CVE-2020-29471

Vulnerability

Overview

OpenCart version 3.0.3.6 is affected by a stored cross-site scripting (XSS) vulnerability in the Profile Image upload functionality. The root cause is insufficient sanitization of image filenames during the upload process. An authenticated administrator can upload a file with a malicious name containing JavaScript payloads, such as ">.png. The file is stored and rendered without proper escaping, causing the script to execute when any user views the profile page containing the image [1][2].

Exploitation

Exploitation requires an authenticated session with administrative privileges, limiting the attack surface to admin users. The attacker navigates to the profile page, edits the profile image, and uploads a specially crafted file (e.g., payload.png) that contains HTML and JavaScript in its filename. The stored XSS triggers automatically when the profile page is loaded by any user who sees the image. This attack does not require any user interaction beyond viewing the page [2].

Impact

Successful exploitation allows the attacker to execute arbitrary JavaScript in the context of the victim's browser session.

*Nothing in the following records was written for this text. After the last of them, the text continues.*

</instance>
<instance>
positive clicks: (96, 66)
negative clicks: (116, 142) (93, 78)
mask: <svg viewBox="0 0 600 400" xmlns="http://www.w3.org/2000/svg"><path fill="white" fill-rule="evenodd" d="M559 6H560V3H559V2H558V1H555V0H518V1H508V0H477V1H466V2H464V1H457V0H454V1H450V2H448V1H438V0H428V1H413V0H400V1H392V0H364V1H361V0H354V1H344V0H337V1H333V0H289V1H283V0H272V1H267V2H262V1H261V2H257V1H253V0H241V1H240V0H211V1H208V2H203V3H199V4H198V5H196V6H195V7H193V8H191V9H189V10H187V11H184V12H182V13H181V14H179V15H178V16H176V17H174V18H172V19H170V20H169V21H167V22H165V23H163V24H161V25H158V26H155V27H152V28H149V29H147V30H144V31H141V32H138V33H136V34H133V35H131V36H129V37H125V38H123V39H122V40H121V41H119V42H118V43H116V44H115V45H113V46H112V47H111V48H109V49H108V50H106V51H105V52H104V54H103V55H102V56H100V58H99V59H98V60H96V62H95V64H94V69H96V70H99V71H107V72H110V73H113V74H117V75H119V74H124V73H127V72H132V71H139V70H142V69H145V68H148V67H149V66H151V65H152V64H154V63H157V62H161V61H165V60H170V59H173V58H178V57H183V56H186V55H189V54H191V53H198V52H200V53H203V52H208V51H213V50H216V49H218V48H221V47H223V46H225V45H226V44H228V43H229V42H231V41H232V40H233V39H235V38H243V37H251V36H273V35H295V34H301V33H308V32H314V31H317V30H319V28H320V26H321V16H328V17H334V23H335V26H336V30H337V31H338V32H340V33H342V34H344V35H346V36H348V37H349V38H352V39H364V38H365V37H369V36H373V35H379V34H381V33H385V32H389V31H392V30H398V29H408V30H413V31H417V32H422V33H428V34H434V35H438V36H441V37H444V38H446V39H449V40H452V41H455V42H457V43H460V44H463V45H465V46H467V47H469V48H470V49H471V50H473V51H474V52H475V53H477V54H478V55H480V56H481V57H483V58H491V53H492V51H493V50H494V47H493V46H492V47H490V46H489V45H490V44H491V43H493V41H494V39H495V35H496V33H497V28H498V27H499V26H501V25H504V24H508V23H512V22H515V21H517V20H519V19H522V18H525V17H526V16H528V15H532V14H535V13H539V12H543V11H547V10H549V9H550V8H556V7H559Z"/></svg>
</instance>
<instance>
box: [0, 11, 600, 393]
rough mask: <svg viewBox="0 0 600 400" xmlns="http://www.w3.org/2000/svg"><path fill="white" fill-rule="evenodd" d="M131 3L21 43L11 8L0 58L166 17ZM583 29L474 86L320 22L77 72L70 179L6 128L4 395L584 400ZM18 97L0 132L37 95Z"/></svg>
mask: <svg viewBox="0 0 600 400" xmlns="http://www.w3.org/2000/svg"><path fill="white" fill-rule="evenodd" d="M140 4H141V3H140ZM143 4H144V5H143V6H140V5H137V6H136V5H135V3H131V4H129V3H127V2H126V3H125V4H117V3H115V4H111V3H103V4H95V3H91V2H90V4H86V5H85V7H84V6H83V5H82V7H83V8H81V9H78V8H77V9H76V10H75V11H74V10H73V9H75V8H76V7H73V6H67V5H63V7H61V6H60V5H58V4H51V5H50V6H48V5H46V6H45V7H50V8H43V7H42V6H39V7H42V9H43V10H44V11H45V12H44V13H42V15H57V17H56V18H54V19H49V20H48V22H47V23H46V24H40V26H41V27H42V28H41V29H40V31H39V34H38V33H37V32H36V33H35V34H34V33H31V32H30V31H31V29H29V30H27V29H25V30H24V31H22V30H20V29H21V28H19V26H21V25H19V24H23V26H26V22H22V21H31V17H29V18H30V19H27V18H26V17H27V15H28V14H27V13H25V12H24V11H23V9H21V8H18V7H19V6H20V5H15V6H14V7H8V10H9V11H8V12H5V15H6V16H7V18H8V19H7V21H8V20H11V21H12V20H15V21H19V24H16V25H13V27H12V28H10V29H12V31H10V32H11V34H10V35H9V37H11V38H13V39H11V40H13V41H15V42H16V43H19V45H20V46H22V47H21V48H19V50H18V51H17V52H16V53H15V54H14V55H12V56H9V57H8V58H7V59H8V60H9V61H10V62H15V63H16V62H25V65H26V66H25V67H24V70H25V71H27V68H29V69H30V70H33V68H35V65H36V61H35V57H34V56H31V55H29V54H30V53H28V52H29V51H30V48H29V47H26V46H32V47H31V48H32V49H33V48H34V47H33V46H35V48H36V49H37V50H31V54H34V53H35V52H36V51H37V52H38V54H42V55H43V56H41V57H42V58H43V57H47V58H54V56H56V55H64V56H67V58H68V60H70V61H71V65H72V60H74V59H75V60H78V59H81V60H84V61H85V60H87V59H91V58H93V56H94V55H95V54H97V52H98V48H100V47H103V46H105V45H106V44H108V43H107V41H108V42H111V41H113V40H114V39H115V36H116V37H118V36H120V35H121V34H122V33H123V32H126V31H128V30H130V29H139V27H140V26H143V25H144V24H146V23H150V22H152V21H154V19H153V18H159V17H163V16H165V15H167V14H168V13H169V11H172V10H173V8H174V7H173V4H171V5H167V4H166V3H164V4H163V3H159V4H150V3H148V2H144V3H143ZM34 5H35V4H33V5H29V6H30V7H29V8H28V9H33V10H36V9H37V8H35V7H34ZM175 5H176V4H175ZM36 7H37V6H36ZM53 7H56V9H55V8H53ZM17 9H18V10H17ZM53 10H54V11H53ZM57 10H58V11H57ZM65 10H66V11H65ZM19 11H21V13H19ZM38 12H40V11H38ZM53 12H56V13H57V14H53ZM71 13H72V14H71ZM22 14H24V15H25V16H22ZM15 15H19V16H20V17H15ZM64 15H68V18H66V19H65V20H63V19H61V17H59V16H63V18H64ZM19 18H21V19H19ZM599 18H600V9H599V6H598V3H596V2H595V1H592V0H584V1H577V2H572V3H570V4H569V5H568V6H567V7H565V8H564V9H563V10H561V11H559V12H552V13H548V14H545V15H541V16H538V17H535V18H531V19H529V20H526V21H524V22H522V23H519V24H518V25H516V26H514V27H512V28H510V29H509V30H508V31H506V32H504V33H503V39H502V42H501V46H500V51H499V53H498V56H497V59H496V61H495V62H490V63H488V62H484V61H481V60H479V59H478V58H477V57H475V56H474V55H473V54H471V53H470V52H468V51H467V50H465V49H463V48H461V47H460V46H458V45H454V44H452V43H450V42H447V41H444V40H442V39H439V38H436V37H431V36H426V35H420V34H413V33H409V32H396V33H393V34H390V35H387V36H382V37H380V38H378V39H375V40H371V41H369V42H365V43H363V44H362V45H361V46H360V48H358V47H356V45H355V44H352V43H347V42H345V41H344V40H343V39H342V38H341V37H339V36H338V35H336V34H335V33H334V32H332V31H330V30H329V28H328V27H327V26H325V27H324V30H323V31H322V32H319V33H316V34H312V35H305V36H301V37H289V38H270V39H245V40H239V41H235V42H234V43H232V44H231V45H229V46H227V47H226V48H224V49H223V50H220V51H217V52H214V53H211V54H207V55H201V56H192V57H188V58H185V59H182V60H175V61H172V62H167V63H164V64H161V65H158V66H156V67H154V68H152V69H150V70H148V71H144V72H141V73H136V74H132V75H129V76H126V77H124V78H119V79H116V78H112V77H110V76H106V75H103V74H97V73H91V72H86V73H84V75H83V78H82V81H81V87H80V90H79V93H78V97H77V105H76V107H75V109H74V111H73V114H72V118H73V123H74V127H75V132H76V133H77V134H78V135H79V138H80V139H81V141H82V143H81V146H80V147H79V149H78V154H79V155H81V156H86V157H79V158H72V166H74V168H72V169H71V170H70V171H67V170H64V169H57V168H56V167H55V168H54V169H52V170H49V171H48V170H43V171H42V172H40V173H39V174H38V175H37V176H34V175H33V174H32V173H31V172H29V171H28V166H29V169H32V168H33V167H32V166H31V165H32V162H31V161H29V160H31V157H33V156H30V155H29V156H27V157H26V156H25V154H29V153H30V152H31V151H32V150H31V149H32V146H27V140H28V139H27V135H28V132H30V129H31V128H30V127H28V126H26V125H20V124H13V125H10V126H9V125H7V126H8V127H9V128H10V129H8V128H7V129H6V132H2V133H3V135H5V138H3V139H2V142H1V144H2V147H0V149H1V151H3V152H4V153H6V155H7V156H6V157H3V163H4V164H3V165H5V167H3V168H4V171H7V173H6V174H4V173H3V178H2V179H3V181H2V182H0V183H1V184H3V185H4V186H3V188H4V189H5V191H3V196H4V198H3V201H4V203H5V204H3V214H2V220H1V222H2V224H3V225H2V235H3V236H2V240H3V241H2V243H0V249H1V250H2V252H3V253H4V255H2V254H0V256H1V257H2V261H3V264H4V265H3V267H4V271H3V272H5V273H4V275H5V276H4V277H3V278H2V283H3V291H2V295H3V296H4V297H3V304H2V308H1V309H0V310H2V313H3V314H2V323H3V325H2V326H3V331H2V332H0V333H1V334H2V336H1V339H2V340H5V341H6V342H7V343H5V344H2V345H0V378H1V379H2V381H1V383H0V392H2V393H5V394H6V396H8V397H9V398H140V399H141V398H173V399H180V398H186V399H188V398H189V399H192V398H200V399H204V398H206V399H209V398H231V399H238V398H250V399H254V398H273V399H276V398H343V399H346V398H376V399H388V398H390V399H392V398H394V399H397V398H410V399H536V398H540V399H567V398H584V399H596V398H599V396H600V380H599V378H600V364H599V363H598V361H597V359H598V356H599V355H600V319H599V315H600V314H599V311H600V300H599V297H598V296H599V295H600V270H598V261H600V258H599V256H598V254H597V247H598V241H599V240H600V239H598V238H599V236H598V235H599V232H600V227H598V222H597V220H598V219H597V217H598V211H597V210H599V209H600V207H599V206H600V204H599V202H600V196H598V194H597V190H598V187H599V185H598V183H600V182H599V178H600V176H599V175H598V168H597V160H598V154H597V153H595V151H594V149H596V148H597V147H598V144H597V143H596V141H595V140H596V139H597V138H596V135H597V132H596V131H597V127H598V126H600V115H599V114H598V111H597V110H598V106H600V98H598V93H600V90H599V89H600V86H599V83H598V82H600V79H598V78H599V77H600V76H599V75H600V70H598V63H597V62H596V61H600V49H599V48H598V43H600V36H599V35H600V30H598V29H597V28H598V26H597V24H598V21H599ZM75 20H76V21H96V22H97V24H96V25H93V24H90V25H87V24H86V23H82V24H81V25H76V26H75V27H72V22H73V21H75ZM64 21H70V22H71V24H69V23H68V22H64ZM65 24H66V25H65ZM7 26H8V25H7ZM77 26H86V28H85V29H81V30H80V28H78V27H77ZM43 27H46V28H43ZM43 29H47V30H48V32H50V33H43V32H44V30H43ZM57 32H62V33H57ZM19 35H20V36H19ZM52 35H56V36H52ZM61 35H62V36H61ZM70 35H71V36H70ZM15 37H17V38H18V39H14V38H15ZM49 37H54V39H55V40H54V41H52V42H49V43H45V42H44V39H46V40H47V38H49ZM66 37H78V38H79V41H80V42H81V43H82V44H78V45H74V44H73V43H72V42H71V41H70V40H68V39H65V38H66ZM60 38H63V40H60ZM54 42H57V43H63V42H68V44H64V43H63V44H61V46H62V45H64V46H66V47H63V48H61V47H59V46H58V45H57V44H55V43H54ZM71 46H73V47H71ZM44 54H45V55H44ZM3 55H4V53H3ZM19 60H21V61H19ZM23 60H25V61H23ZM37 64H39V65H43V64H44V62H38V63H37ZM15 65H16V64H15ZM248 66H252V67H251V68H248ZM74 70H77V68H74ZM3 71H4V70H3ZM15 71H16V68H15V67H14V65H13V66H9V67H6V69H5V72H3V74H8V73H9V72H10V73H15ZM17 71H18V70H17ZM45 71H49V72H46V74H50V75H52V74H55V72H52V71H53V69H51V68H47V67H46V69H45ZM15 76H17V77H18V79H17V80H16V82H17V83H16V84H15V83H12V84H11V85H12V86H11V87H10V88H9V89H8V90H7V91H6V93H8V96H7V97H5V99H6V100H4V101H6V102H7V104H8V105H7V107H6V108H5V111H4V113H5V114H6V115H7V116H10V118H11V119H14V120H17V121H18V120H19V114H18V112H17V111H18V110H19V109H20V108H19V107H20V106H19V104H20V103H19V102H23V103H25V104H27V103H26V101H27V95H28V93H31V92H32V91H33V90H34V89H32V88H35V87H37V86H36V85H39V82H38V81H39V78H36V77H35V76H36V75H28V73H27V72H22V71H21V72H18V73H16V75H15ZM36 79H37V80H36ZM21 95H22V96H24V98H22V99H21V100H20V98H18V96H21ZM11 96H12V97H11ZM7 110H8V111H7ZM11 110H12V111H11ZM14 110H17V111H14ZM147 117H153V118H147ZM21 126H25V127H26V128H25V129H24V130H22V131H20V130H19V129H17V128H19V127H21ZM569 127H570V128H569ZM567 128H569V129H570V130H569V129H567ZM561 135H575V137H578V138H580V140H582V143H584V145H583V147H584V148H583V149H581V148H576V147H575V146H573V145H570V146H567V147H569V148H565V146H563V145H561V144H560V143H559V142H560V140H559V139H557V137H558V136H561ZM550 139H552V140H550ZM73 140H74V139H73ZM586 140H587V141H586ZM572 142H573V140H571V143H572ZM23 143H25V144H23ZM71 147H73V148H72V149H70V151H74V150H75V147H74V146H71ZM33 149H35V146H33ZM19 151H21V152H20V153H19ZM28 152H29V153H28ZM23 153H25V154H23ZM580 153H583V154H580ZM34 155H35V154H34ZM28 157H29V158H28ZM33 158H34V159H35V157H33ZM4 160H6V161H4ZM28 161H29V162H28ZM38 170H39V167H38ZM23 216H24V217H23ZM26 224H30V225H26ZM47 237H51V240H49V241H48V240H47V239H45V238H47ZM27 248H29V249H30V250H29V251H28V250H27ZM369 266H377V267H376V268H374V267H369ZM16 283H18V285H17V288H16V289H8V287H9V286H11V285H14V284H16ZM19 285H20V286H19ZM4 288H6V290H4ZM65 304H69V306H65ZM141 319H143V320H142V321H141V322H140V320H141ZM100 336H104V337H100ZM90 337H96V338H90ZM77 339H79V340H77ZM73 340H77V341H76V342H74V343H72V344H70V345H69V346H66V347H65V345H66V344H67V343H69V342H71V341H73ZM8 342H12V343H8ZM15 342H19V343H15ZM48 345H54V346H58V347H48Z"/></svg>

This can lead to session hijacking, defacement, or theft of sensitive data displayed in the admin panel. Since the payload is stored, it affects all users who access the compromised profile page, potentially including other administrators or users with appropriate permissions [1][2].

Mitigation

The vendor has not released a public patch specifically for this vulnerability as of the publication date. Users are advised to restrict profile image uploads to trusted administrators only and consider applying input validation or output encoding manually. The vulnerability is documented in public exploit databases, increasing the risk of active exploitation [2].